Fri 7 Feb, 2014 11:09 am
I'm afraid you're going to have to rewatch the movie all over again. I don't expect many people have actually watched that particular TV movie from the Oscar nominated documentarian, Steve James. http://www.imdb.com/title/tt0281938/combined
You are going to have to rewatch the movie and read a few sports history books about the event.
Steve James should stick to his strength and make only documentaries.
By the way? Is this assignment for a history class or a filmmaking class? High school or college?
Furthermore, the following info is posted by IMDB user review, so its sources are not validated. This might give you something further on which you might do your real RESEARCH.

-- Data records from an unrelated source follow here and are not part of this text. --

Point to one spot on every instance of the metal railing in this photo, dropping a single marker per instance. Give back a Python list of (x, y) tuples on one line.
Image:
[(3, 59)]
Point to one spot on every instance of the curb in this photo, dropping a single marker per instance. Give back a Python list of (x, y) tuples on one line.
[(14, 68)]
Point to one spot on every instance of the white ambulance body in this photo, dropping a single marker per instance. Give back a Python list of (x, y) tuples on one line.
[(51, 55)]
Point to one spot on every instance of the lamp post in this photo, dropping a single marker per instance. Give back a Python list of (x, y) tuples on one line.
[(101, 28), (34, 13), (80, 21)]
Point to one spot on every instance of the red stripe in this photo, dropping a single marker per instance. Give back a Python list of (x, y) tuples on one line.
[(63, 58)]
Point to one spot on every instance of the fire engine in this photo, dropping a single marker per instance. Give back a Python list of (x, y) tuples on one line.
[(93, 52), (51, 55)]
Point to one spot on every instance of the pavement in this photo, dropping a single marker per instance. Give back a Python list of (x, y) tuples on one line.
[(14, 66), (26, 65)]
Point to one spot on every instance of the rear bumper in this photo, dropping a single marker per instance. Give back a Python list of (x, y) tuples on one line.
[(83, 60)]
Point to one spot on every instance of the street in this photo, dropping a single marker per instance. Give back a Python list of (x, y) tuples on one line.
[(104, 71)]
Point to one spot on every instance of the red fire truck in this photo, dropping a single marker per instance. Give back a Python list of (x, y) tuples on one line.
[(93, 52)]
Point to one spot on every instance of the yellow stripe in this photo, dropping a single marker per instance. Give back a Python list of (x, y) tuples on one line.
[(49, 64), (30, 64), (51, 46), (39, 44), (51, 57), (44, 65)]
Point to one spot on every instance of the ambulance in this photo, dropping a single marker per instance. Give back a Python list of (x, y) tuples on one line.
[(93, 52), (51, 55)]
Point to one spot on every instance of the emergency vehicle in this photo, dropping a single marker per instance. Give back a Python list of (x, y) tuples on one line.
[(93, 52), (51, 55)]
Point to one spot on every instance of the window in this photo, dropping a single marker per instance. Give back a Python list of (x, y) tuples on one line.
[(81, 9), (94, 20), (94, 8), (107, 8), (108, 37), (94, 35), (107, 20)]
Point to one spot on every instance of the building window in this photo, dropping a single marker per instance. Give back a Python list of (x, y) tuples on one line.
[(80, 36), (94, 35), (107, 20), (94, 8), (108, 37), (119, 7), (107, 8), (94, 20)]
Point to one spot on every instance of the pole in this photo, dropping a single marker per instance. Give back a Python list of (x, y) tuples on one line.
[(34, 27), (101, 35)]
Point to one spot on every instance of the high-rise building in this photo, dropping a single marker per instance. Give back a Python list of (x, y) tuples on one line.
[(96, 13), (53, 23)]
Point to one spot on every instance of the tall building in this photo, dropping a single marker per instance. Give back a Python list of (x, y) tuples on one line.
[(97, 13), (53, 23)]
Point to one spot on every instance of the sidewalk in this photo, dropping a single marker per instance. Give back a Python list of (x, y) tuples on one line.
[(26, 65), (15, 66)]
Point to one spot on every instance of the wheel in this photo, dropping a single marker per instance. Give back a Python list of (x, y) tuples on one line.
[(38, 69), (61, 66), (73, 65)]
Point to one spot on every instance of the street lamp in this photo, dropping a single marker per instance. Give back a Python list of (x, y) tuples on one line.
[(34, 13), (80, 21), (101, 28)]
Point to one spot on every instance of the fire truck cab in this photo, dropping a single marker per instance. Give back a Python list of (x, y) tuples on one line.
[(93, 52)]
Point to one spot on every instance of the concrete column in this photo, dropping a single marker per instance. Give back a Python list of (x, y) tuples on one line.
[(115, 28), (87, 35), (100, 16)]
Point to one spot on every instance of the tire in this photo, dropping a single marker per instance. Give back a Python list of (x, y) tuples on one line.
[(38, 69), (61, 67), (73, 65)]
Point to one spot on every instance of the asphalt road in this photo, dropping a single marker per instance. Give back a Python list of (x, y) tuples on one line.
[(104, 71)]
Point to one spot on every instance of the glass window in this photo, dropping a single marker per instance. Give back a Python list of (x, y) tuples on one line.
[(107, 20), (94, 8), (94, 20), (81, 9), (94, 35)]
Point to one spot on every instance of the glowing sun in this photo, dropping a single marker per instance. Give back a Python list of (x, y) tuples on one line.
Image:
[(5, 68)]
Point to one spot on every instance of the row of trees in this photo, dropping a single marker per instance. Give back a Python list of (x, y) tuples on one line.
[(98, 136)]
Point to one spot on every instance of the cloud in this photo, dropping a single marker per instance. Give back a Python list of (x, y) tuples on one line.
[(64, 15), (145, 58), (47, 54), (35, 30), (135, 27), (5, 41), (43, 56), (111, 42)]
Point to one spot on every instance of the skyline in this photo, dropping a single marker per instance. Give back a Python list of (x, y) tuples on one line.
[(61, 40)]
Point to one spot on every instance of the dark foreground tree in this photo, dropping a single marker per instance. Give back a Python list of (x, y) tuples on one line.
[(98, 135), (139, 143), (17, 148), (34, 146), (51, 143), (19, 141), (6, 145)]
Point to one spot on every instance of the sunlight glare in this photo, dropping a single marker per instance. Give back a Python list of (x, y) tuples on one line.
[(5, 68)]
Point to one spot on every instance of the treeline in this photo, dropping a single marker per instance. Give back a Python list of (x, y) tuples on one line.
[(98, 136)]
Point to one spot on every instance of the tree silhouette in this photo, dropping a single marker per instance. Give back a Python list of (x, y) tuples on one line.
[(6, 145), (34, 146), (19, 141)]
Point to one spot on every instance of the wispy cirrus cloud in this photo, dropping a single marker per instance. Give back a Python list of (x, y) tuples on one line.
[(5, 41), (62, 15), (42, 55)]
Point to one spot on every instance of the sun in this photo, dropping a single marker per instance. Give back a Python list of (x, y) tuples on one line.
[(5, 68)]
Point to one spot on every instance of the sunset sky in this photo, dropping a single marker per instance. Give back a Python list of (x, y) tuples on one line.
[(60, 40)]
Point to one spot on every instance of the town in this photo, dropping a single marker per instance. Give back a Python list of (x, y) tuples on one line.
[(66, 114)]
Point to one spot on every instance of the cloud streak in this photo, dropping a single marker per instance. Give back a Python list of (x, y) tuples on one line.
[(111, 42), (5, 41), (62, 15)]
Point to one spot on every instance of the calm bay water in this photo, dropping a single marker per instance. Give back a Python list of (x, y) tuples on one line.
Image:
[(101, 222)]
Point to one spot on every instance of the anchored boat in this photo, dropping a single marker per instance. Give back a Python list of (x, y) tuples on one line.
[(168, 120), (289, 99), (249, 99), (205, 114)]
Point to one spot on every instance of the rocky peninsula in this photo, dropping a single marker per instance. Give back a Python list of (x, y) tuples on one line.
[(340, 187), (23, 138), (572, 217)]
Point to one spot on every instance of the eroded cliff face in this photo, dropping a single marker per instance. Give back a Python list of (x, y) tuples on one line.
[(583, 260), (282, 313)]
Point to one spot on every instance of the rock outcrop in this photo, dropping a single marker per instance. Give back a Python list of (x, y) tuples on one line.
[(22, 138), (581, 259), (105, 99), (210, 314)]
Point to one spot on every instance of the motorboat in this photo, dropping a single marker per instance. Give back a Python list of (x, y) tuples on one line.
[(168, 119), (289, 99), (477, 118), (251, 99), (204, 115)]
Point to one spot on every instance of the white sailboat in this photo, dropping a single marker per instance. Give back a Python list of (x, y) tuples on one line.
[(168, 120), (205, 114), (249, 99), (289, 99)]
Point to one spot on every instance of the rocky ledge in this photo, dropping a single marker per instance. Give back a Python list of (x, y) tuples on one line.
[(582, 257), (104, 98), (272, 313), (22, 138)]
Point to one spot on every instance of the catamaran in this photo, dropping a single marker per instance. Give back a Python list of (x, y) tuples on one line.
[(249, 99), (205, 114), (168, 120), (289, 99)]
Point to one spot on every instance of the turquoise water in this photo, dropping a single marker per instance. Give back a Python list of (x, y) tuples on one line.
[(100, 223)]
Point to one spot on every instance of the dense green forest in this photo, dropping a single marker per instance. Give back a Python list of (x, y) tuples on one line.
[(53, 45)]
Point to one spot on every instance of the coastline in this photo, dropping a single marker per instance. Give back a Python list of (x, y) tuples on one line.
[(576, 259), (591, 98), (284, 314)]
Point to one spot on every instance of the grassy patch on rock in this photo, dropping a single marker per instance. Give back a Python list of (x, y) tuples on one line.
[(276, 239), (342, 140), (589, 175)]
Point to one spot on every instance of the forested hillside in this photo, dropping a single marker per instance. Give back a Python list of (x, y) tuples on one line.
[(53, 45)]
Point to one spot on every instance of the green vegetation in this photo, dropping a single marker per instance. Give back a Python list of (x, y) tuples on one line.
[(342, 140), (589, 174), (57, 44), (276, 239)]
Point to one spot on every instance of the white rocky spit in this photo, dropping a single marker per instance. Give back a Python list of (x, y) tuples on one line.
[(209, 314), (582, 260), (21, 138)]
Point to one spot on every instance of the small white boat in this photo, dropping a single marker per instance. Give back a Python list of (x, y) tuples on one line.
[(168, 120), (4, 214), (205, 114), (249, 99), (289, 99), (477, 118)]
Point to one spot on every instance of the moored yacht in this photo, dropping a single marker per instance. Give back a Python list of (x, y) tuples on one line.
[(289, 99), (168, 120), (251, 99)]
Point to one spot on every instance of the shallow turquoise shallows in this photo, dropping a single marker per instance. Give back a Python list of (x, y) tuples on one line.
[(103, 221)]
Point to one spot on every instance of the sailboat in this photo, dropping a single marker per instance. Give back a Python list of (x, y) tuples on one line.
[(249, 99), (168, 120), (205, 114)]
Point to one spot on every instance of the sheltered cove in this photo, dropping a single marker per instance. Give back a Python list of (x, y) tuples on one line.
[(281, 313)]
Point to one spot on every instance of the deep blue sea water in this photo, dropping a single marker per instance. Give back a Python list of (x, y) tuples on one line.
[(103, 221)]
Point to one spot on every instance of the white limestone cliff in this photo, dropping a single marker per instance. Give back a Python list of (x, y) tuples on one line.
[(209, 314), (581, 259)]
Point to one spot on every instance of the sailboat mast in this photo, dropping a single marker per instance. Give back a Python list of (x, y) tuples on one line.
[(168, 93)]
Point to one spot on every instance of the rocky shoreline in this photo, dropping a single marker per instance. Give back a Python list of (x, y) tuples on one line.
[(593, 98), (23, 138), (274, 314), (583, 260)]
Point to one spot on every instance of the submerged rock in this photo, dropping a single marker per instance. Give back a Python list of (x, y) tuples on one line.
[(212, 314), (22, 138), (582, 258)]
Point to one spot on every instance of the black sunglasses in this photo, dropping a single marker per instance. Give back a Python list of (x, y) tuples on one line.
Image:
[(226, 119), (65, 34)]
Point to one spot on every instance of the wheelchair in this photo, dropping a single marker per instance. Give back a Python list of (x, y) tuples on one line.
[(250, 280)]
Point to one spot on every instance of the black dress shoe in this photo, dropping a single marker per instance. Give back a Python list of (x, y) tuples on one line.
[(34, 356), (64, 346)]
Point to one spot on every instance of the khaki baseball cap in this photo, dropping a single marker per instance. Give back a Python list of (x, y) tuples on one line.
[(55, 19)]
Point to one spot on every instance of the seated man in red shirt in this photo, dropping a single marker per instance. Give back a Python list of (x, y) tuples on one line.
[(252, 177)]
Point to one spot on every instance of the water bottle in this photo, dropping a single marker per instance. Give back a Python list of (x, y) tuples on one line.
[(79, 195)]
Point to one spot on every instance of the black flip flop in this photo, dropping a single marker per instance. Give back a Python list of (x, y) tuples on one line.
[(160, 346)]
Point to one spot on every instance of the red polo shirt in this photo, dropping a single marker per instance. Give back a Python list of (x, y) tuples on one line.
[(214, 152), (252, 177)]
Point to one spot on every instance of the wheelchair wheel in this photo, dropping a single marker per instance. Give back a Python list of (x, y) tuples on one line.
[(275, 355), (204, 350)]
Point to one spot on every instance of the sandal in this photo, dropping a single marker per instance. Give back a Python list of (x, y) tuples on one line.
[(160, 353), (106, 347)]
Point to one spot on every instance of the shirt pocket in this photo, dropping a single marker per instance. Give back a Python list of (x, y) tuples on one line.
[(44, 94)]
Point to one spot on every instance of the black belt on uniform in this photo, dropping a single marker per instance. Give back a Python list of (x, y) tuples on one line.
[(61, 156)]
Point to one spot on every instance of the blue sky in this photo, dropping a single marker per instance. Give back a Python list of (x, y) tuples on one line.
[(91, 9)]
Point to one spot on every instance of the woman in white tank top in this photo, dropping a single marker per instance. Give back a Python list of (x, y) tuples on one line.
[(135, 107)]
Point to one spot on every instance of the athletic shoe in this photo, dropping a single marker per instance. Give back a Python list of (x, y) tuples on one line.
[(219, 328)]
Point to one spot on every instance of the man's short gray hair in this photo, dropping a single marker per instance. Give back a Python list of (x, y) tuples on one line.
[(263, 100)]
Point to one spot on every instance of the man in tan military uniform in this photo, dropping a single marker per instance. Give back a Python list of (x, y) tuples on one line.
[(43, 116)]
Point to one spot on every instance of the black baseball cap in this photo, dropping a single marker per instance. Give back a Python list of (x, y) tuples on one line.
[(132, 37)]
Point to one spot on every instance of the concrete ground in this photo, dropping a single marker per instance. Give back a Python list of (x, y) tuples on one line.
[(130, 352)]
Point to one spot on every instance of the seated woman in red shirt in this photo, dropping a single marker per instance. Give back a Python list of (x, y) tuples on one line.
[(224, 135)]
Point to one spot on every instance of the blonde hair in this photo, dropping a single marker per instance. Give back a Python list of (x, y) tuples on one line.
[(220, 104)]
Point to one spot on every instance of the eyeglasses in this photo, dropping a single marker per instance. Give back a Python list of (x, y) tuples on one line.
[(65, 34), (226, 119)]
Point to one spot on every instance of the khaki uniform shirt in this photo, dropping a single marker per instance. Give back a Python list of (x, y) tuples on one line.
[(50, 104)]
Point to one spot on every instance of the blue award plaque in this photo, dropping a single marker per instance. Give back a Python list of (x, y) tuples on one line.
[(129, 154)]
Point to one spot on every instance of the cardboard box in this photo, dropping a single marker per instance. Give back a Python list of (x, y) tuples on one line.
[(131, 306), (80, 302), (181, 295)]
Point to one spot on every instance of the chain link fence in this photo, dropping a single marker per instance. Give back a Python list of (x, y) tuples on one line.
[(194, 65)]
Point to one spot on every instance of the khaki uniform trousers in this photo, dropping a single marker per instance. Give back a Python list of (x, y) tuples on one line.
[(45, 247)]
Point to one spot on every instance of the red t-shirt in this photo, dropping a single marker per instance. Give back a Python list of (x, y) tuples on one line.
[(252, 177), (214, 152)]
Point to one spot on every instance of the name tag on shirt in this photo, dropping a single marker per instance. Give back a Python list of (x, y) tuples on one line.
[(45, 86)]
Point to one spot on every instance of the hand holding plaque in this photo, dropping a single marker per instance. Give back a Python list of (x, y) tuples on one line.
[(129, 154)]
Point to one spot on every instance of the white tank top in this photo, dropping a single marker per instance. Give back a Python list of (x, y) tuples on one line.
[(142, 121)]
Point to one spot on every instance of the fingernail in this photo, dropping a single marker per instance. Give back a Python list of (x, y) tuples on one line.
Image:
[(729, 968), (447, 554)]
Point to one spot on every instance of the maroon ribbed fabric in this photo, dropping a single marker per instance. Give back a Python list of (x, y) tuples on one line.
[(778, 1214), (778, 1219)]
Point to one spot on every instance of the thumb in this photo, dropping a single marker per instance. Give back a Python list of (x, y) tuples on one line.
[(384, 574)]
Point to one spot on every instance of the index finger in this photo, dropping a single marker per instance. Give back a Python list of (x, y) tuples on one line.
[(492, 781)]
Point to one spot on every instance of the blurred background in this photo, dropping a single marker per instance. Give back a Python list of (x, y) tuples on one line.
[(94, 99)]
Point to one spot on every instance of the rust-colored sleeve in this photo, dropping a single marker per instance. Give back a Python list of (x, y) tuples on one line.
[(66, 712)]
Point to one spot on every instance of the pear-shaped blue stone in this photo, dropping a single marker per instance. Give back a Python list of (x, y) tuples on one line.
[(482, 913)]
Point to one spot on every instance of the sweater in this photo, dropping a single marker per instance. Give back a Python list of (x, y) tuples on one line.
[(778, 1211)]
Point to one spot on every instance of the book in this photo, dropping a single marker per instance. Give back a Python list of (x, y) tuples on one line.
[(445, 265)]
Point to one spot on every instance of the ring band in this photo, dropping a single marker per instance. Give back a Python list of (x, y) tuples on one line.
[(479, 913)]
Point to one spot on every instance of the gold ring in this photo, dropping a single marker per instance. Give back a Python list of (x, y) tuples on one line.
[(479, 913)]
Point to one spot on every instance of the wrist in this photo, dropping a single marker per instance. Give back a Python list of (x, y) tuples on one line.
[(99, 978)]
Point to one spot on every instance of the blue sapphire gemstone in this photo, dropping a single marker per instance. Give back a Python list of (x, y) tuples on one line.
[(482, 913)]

"The true story of the relationship between world heavyweight champion Joe Louis and European heavyweight champion Max Schmelling is one of the "truth is stranger than fiction" variety. In their first meeting in 1936, a young Joe Lewis was the leading contender for a title shot while the 10 years older German Schmelling was the European champion. When underdog Schmelling defeated Lewis he reluctantly became a propaganda icon for Hitler's regime. Lewis at that time was the pride and hope of the "Negro race" (as people of African lineage were then called by decent people), but "white" America apparently was wary of him. After he beat Schmelling in the second fight Lewis became an idol of all America, while the embarrassed Nazis made Schmelling a non-entity in Nazi Germany. During the war Schmelling was made an ordinary soldier in the German Army, while Lewis' tour in the US Army was as a celebrity used for troop morale. Later, after Lewis retired undefeated, he learned that he owed a huge amount of money to the IRS and had to go back into boxing to try to rid himself of the debt. (The film does not get into the details, but supposedly Lewis, who was not well educated, had relied on his manager and promoter to handle his finances, including preparing tax returns.) But Lewis was too old now and was humiliated in the ring. He then took a variety of demeaning jobs in an attempt to pay off the debt, which he never was able to accomplish. The movie does not address the disgraceful issue of why no U.S. President gave him some sort of a pardon forgiving this American hero of the debt. In the meantime, Schmelling has a phoenix-like reversal of fortune when Coca Cola sought him out to use him in a campaign to capture the German market for its product."